Wayne Johnson wrote:
We're using InstallAnywhere5.  One of the features of IA5 is that the
builder control file is in XML.  We were sort of hoping that we could use
CVS to manage these files. It works fine until we attempt merges.
The problem is that in order for CVS to properly merge the file, there
needs to be some structure to the file.  In most source, this is simply
due to the fact that programmers just don't go moving functions around. In XML, you can rearrange the contents of an XML object without affecting the meaning.

Ummm - yes and no. Specifically, you can rearrange the tags within a level, but must strictly maintain all containment.

My idea is to sort the IA5 XML before doing any CVS commands on it, thus
brining order to the chaos.

I wouldn't call this a "sort". I think the term "canonicalize" would better fit what you wish to do. This also implies that you would work from the DTD or schema for the XML in question, and sort the tags at each level into the order they appear in that schema or DTD. Really, XML tools should do this anyway to be good citizens, even though it is not strictly required.

Anyone know a good way to manage XML in CVS?  Is there a program that
will sort an XML file?  To make sure that similar tags always appear in
the same order?  Am I just dreaming?

Please note that this is not an issue of managing XML in CVS per se.

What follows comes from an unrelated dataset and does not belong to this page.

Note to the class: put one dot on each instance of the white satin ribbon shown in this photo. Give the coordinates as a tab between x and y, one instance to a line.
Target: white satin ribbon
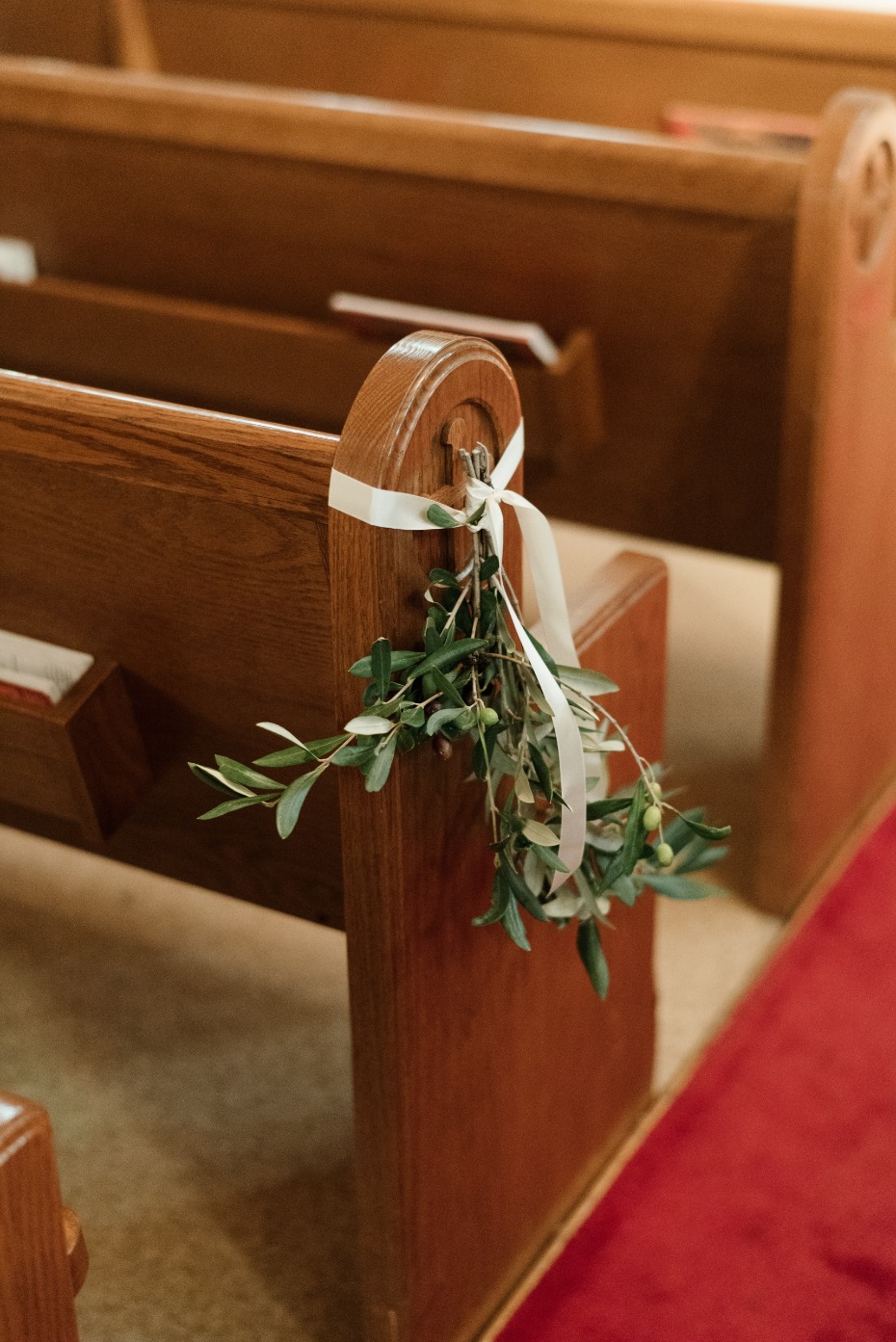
408	513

XML files work fine in CVS. However, because the differences between two XML files as viewed by an XML parser are potentially a small subset the textual changes to that file, the diffs as reported by CVS may not be the differences that you are interested in.

Because of this, I would suggest that, rather than build a preprocessing utility to be used prior to checkin, you should construct an XML diff program that takes two XML files and reports the XML difference, which is what interests you. This way, you would check in the machine generated XML as is (always a good idea for machine generated files), and diff them. I would expect that you could find an XML diff program already written. I am not sure how, or if, it could be integrated into CVS.